The relationship between mechanical/industrial sounds and emotions shows a similar pattern among groups and were mostly associated with “negative” emotions. Given that this study did not take the amplitude of each sound source into consideration, we cannot confirm that loudness, and not other qualities of mechanical/industrial sounds, explained this emotional association. Nevertheless, it has been widely reported that the effect of loudness/noise cause discomfort in humans (e.g., Szeremeta and Zannin, 2009; Axelsson et al., 2010; Lam et al., 2010) and even that it is associated with health problems (Stansfeld and Matheson, 2003; Passchier-Vermeer and Passchier, 2000; Farina, 2014). The relevance of identifying “negative sounds,” especially in forest communities is discussed further below.

As shown in our analyses, the relationship between sounds and specific emotions reflected similarities across groups, which could suggest that there are patterns occurring at societal level. Furthermore, we found that the shift from forests to urban landscapes is associated with shifts in the distribution (or abundance) of sound sources, which has an effect (negative or positive) on human emotions. General patterns observed, such as the positive association with natural sounds, or the negative association with industrial sounds, could help to gain understanding of the consequences of landscape change on human emotional responses. Nevertheless, further research is needed; especially within forest societies, in order to better understand their unique relationships with natural soundscapes and the consequences of environmental impact on their lives.

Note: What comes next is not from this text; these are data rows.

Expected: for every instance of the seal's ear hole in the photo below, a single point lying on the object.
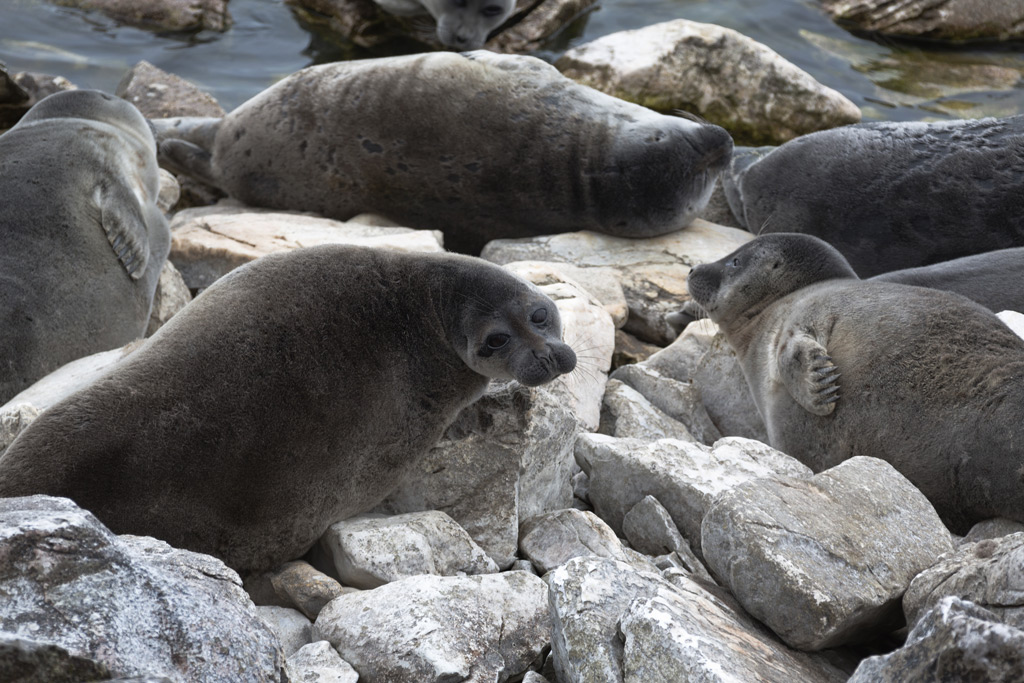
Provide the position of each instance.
(498, 341)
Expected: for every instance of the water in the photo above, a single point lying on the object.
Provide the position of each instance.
(888, 80)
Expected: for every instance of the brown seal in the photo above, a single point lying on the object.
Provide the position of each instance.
(294, 392)
(927, 380)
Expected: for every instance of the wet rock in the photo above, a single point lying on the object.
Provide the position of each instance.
(435, 629)
(954, 641)
(132, 603)
(365, 24)
(823, 560)
(373, 550)
(554, 538)
(652, 270)
(934, 19)
(684, 477)
(627, 414)
(987, 573)
(716, 73)
(291, 627)
(171, 296)
(506, 458)
(209, 242)
(613, 624)
(318, 663)
(161, 14)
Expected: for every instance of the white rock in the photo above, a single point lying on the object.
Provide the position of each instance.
(684, 477)
(209, 242)
(717, 73)
(437, 629)
(371, 550)
(824, 560)
(318, 663)
(652, 270)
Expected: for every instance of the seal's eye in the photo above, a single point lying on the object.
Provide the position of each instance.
(498, 341)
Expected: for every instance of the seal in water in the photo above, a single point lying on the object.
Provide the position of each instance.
(82, 241)
(890, 196)
(927, 380)
(484, 146)
(464, 25)
(294, 392)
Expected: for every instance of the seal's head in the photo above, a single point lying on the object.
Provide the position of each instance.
(744, 283)
(465, 25)
(510, 330)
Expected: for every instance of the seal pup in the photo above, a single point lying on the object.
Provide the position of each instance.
(890, 196)
(464, 25)
(82, 240)
(927, 380)
(483, 146)
(292, 393)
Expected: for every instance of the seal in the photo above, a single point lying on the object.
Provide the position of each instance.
(464, 25)
(294, 392)
(82, 240)
(927, 380)
(890, 196)
(483, 146)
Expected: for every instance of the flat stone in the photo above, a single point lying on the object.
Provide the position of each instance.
(714, 72)
(823, 560)
(684, 477)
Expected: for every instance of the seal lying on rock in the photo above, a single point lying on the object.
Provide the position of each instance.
(890, 196)
(483, 146)
(294, 392)
(82, 241)
(927, 380)
(463, 25)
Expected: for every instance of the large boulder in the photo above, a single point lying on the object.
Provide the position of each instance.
(824, 560)
(133, 604)
(934, 19)
(439, 629)
(716, 73)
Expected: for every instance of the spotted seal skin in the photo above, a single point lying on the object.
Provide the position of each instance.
(463, 25)
(294, 392)
(927, 380)
(82, 240)
(484, 146)
(890, 196)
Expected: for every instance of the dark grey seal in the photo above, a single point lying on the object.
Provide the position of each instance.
(480, 145)
(82, 242)
(927, 380)
(294, 392)
(890, 196)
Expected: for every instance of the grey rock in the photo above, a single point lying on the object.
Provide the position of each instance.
(438, 629)
(824, 560)
(989, 573)
(954, 641)
(373, 550)
(318, 663)
(684, 477)
(554, 538)
(132, 603)
(717, 73)
(627, 414)
(506, 458)
(291, 627)
(613, 624)
(652, 270)
(934, 19)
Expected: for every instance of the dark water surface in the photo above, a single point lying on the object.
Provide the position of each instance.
(888, 80)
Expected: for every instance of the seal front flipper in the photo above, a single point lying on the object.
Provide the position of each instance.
(122, 220)
(808, 373)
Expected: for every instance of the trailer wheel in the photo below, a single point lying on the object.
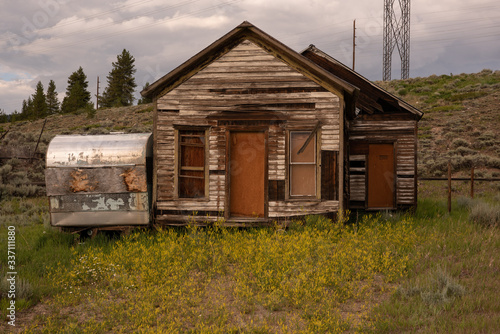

It should be noted that our samples confound urbanization and cultural background (urban groups were non-Ecuadorian); in future research we recommend the study be conducted with a single ethnic group living along a gradient of landscape modification.

It is also important to consider that one of the sites of the urban group (Parker) presented similar frequencies of sound categories to Puerto Quito town (intermediate group) (e.g., higher percentages of Natural Sounds and lower percentages of Sound as Indicators’). This similarity could explain some similarities found between the intermediate and urban groups. This shows also that the difference between the definition of a city and a town is not necessarily related to population density (i.e., high population density could be combined with rural ways of living). Furthermore, this study did not make any distinction between age, gender, level of education, etc. and the responses could be influenced by this as well. For example, most of the participants in the forest group were adults (between 20–50 years old), whilst in the other groups all the participants were young adults (around 18 years old). We recommend consideration of these factors in further studies.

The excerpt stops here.